I was 16/17, hard to remember which, and did it to be cool.
Why not, I could.
I heard nothing, or at least not much, of cultural appropriation at that time. Though I’d had a minor lesson in it from my best friend in second grade, of indigenous aboriginal descent she put in in my place once or twice even a 6. The lesson was monior ony because I was not quite old enough to grasp it fully at the time.
I venture to guess that not many white teens gave it much thought.To me it meant simply that I was uber cool and I didn’t really care for the un hip babushka, part of my Austrian/Polish/Hugarian heritage and my India, Persian side had never been fully explored due to the fact that my great greats on that side were both orphans in the truest sense.
The closest I came at that time to even getting a hint that there was something wrong with me in dreadlocks, something that had very little to do with how they looked (which was kind of ridiculous), was my father saying “cooper that’s an awful thing to do”, and when I asked why (assuming he had misplaced his uber liberal coolness) he said “quite frankly because you are not black”. He said “think about it, I shouldn’t have to explain it to you”.
My father tended to think his kids were smart and would figure things out for themselves and I did not go on to investigate that conversation any further at that point in time.
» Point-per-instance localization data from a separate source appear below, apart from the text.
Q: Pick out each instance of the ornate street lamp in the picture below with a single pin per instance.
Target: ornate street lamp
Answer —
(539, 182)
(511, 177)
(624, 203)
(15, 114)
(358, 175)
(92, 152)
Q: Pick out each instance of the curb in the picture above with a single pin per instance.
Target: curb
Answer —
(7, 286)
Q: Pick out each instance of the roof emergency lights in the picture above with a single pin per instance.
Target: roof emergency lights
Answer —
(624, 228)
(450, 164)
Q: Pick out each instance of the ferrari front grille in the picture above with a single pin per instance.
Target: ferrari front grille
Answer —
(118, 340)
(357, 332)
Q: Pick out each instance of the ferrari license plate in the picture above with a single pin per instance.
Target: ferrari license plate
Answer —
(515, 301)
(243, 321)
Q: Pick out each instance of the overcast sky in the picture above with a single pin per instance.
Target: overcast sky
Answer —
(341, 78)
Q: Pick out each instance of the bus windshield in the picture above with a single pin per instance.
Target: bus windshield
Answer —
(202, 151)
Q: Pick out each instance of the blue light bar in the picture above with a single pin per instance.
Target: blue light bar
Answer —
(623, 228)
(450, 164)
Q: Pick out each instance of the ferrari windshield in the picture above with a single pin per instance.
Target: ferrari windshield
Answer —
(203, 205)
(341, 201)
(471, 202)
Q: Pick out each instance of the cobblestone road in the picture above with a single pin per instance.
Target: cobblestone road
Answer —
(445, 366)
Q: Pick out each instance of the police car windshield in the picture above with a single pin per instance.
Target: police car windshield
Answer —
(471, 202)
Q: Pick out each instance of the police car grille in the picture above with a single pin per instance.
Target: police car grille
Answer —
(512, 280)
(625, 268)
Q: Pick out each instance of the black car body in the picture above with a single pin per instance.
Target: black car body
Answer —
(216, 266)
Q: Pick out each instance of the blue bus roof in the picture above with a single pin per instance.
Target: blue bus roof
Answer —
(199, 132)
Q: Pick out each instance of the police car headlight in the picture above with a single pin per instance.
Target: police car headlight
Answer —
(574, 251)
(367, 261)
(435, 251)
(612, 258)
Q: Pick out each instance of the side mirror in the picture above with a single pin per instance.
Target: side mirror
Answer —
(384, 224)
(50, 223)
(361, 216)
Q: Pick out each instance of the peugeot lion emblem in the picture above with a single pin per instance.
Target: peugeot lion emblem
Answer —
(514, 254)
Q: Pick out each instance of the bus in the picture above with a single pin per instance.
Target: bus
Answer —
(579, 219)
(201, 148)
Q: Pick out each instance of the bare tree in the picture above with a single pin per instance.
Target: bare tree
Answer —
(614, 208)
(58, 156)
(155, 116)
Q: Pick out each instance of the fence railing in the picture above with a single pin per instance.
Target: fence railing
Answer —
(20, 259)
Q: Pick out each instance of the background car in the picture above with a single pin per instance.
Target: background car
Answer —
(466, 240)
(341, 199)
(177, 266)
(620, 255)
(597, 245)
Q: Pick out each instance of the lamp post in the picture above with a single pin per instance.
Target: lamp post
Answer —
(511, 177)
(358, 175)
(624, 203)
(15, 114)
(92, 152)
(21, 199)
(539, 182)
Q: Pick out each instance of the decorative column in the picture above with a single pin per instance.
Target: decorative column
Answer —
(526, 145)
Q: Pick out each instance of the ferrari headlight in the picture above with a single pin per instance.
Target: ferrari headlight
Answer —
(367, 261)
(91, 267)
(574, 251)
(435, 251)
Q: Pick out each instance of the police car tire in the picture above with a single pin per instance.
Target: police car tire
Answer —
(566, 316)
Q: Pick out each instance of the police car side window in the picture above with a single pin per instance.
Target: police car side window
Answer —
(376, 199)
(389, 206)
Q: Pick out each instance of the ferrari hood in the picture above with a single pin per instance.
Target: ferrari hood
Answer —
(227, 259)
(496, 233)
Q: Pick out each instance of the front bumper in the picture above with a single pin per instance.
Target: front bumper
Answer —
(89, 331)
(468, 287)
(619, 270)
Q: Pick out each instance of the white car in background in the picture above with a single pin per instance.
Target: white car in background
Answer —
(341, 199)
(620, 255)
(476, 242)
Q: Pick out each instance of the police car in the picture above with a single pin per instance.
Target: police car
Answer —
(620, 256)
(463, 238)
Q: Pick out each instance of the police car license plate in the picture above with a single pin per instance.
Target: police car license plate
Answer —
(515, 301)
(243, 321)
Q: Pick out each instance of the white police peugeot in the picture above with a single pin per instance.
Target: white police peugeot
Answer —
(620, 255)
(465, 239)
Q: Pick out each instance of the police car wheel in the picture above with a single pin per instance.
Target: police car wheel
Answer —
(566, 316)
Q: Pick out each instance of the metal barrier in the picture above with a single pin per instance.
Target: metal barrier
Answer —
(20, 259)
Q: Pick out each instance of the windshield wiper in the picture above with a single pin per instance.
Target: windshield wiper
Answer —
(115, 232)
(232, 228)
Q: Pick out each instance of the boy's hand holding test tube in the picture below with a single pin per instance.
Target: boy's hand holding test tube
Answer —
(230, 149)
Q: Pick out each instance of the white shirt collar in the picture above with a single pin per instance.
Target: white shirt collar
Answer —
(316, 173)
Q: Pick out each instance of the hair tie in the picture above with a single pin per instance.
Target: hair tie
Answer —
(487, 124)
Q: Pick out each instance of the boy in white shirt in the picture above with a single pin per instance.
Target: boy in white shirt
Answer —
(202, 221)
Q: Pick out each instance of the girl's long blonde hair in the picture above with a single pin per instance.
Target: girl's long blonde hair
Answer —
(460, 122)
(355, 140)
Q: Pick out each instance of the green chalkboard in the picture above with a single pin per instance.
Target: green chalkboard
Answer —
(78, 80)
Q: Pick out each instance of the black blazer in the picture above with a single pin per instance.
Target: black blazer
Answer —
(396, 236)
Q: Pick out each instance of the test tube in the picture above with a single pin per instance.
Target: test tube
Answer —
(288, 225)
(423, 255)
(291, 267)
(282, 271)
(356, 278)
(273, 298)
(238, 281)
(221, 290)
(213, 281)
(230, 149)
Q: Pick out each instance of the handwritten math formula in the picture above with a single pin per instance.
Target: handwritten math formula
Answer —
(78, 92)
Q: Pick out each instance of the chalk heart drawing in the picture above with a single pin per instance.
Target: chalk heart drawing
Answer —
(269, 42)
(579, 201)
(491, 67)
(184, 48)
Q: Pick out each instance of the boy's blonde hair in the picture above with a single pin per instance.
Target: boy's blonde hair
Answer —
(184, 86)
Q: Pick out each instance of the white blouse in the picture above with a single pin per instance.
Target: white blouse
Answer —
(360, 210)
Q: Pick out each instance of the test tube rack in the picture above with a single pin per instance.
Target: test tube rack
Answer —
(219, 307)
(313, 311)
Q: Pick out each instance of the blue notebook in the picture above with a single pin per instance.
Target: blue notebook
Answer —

My black friends didn’t say anything good or bad, that may have been a big hint I missed.
None of my white friends thought they were anything but cool.What the hair meant to me was nothing, what it meant to black people and what my wearing it meant never entered my mind at that time.
I wouldn’t wear dreadlocks now if you paid me, maybe because I understand why I shouldn’t. At least I think I understand.
It was the discourse that comes from academic course work that helped me understand finally for good the thing my father was saying back in the day. It was the same thing my friend told me in 2nd grade, at least in some way. She told me I “couldn’t be an aboriginal native for a costume event because I wasn’t an aboriginal native”. I cried, and my mother said the same thing to me then as my father said to me years later. She said it in simpler form, she said my friend was right. We moved on. I guess it is easier to leave small seeds when it comes to second graders.
In the mode of Doug’s Waking Ambrose
Wiki Cultural Appropriation:
Cultural appropriation is the adoption of some specific elements of one culture by a different cultural group. It denotes “Acculturation” but often connotes a negative view towards acculturation from a minority culture by a dominant culture. It can include the introduction of forms of dress or personal adornment, music and art, religion, or social behavior. indigenous cultural contexts, may take on meanings that are significantly divergent from, or merely less nuanced than, those they originally held. Or, they may be stripped of meaning altogether.
There is a natural human tendency to mimic, adopt and adapt tools and behaviors which are admired, valued, or considered useful. But when a dominant or favored group copies and begins to assimilate certain cultural aspects of another group while marginalizing, rejecting, oppressing, or otherwise devaluing the people whose culture they covet, resentment and sometimes open hostility can arise among members of the originating culture. Objections have been raised towards this resentment, as some claim that it holds all members of a dominant culture accountable for the actions of those in power, while devaluing the role of the individual.
Ambrose like Definition/via cooper:
Raping a women, then after she decides she wants the to keep the baby that your seed planted, taking that as well.